In December 2012, the exuberant video “Gangnam Style” became the first YouTube clip to be viewed more than one billion times. Thousands of its viewers responded by creating and posting their own variations of the video—“Mitt Romney Style,” “NASA Johnson Style,” “Egyptian Style,” and many others. “Gangnam Style” (and its attendant parodies, imitations, and derivations) is one of the most famous examples of an Internet meme: a piece of digital content that spreads quickly around the web in various iterations and becomes a shared cultural experience. In this book, Limor Shifman investigates Internet memes and what they tell us about digital culture.


The Book by Amaranth Borsuk

Staff pick by David Olsen, Publicist

What is the book in a digital age? Is it a physical object containing pages encased in covers? Is it a portable device that gives us access to entire libraries? The codex, the book as bound paper sheets, emerged around 150 CE. It was preceded by clay tablets and papyrus scrolls. Are those books? In this volume, Amaranth Borsuk considers the history of the book, the future of the book, and the idea of the book. Tracing the interrelationship of form and content in the book’s development, she bridges book history, book arts, and electronic literature to expand our definition of an object we thought we knew intimately.


Metadata by Jeffrey Pomerantz

Staff pick by Corinne Gould, Manager of Advertising and Promotions: “This book helped me conceptualize how metadata can represent the complexity of an object (a book or a journal) in a simpler, more discoverable and distinguishable form, but more than that, Pomerantz’s accessible guide energized and empowered me to see the creative and analytical skills I could bring to a press.”

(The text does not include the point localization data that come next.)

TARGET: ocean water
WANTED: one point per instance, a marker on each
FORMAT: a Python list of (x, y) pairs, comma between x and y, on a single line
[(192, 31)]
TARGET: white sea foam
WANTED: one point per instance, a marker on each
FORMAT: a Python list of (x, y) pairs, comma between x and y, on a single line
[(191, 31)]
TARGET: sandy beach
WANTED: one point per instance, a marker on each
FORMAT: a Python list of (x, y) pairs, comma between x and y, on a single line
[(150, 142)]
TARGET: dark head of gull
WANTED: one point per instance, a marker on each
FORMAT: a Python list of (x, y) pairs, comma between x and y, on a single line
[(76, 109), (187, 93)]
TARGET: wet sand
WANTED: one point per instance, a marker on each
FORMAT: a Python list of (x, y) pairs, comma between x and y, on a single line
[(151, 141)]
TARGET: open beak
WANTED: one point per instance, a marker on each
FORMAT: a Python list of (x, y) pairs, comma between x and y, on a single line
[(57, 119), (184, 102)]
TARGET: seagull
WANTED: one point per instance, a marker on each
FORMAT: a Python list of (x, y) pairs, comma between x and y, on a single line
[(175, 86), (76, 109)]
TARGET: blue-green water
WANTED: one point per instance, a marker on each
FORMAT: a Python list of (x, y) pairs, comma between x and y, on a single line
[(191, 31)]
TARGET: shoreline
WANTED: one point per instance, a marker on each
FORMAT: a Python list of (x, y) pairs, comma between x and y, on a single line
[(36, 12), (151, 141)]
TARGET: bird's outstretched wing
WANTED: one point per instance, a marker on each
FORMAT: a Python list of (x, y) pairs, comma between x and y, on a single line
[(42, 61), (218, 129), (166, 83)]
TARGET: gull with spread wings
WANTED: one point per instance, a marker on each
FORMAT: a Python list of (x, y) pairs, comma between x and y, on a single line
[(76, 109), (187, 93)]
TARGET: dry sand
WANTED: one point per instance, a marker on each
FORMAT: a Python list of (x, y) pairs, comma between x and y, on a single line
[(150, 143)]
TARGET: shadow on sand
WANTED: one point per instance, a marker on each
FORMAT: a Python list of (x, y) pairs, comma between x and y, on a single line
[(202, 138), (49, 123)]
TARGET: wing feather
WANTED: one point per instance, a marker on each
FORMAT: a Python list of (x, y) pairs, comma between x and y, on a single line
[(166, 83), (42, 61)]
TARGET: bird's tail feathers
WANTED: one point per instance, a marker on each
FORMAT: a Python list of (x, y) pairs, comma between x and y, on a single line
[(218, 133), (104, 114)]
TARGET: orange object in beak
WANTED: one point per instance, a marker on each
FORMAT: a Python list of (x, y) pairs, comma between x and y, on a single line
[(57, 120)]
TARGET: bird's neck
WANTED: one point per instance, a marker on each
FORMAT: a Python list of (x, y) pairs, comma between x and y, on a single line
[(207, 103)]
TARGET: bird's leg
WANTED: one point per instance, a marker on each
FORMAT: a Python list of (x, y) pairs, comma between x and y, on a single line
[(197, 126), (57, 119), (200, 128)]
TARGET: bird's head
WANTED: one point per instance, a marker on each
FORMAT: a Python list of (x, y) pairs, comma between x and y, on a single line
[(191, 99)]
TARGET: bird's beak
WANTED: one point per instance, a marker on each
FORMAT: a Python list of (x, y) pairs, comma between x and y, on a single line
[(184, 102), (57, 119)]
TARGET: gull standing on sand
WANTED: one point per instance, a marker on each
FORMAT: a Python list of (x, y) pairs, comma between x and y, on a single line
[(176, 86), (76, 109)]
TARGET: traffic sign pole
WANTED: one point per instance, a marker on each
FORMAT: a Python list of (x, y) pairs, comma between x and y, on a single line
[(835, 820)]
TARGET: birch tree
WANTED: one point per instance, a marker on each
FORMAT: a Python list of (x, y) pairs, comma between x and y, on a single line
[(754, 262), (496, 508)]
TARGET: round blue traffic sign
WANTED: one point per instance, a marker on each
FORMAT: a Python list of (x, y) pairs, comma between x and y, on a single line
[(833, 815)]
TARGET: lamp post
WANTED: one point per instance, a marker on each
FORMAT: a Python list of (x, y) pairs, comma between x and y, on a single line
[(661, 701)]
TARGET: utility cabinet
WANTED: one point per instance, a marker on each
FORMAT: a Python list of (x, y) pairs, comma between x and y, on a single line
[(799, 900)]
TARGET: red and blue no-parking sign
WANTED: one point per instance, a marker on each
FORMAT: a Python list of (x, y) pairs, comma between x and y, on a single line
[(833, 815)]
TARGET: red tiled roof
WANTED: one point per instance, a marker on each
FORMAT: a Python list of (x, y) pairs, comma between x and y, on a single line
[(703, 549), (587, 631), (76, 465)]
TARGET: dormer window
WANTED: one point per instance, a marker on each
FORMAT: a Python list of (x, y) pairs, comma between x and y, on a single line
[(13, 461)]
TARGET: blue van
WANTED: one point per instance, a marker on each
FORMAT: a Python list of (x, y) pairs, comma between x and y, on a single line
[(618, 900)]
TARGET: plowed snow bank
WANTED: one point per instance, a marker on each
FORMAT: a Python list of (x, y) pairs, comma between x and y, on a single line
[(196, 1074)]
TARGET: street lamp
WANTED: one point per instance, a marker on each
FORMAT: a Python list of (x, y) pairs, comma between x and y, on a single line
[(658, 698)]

When “metadata” became breaking news, appearing in stories about surveillance by the National Security Agency, many members of the public encountered this once-obscure term from information science for the first time. Should people be reassured that the NSA was “only” collecting metadata about phone calls—information about the caller, the recipient, the time, the duration, the location—and not recordings of the conversations themselves? Or does phone call metadata reveal more than it seems? In this book, Jeffrey Pomerantz offers an accessible and concise introduction to metadata.


Nihilism by Nolen Gertz

Staff pick by Nicholas DiSabatino, Manager of Global Publicity and Author Relations

When someone is labeled a nihilist, it’s not usually meant as a compliment. Most of us associate nihilism with destructiveness and violence. Nihilism means, literally, “an ideology of nothing. “ Is nihilism, then, believing in nothing? Or is it the belief that life is nothing? Or the belief that the beliefs we have amount to nothing? If we can learn to recognize the many varieties of nihilism, Nolen Gertz writes, then we can learn to distinguish what is meaningful from what is meaningless. In this addition to the MIT Press Essential Knowledge series, Gertz traces the history of nihilism in Western philosophy from Socrates through Hannah Arendt and Jean-Paul Sartre.